What’s the additional ANCOVA assumption?


A) Do no harm

B) homogeneity of regression/parallelism

C) Never judge a model by its sum of residuals

D) Confounders are never to be found(ers)

E) The continuous and categorical varibles must be correlated

Testing for Parallelism

  • We can add an interaction term between group and pre-test and test whether it fits the data better!

\(\hat{Post}_i= {\color{deeppink} {\beta_0}} + {\color{deeppink} {\beta_1D1_i}} + {\color{deeppink} {\beta_2D2_i}} + {\color{deeppink} {\beta_3Pre_i}}\) vs. \(\hat{Post}_i={\color{deeppink} {\beta_0}} + {\color{deeppink} {\beta_1D1_i}} + {\color{deeppink} {\beta_2D2_i}} + {\color{deeppink} {\beta_3Pre_i}} + \beta_4D1_i \times Pre_i + \beta_5D2_i \times Pre_i\)

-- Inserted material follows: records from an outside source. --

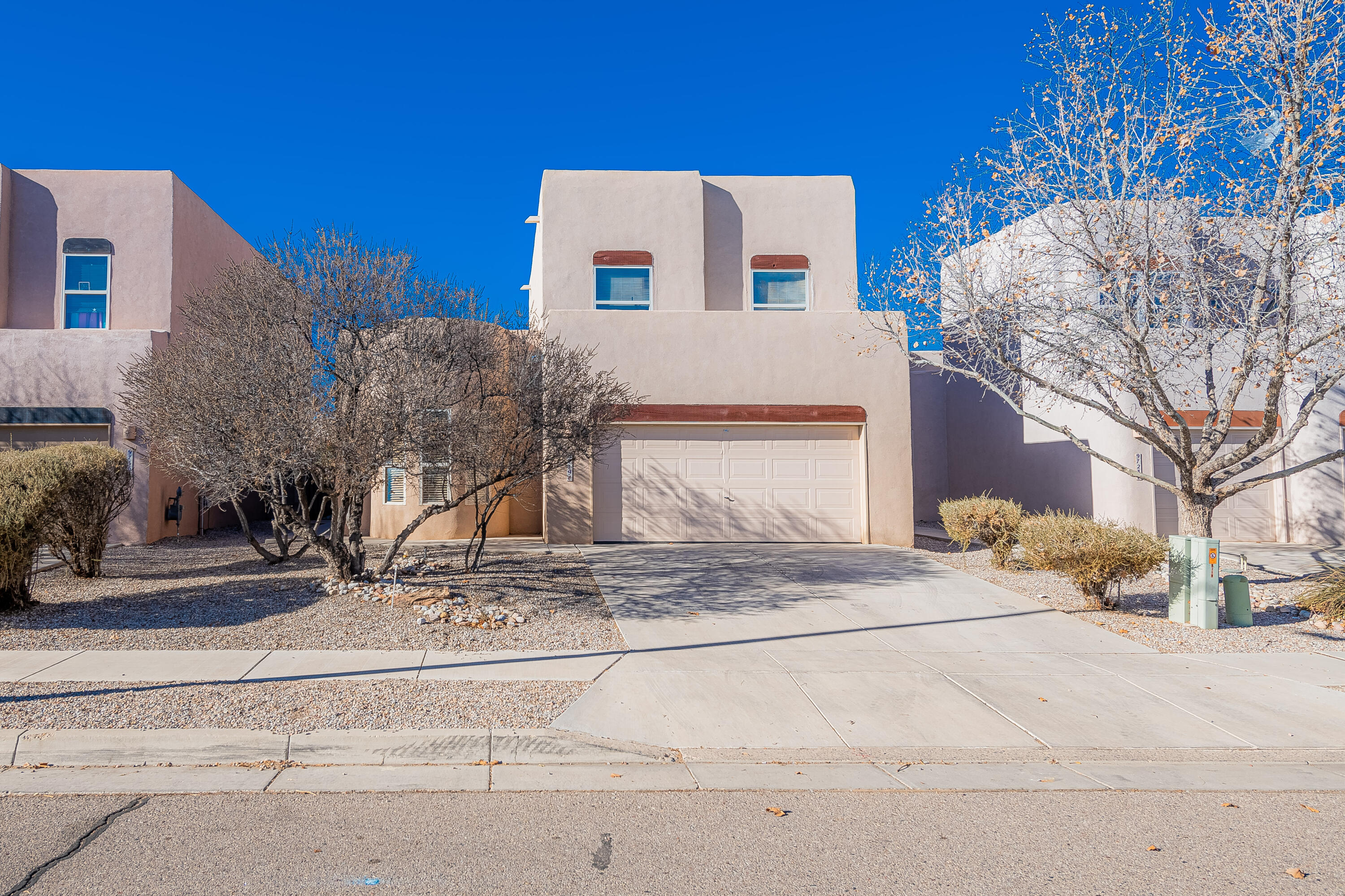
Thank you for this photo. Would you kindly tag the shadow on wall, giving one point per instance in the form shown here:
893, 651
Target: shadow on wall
33, 256
966, 442
723, 249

  • Again, let’s do some hierarchical regression!
read$group <- haven::as_factor(read$group) # Ensure the group variable is treated as a factor

interaction_mod <- lm(posttest1 ~ pretest1 * group, data = read) # By using * we automatically add all the terms, beta1 through beta5 in the model above!

no_int_mod <- lm(posttest1 ~ pretest1 + group, data = read) # the same as mod2 from earlier

Testing for Parallelism

summary(interaction_mod)$r.squared
[1] 0.5351859
summary(no_int_mod)$r.squared
[1] 0.5118617

Testing for Parallelism

summary(interaction_mod)$r.squared-summary(no_int_mod)$r.squared # Delta R2
[1] 0.0233242
anova(interaction_mod, no_int_mod) # F test
Analysis of Variance Table

Model 1: posttest1 ~ pretest1 * group
Model 2: posttest1 ~ pretest1 + group
  Res.Df    RSS Df Sum of Sq      F Pr(>F)
1     60 347.97                           
2     62 365.43 -2   -17.461 1.5054 0.2302

Testing for Parallelism

  • We can should also plot it…
ggplot(read, aes(x = pretest1, y = posttest1, color = group)) +
  geom_smooth(method = "lm", se = TRUE, aes(fill = group), alpha = 0.25) +  # Add linear regression lines with semi-transparent confidence bands
  geom_point(size = 2, alpha = 0.6) +  # Plot the points with slight transparency
  labs(x = "Pretest Score", y = "Posttest Score",  title="Regression Slopes by Group") +
  theme(legend.position = "none") +
  theme_classic()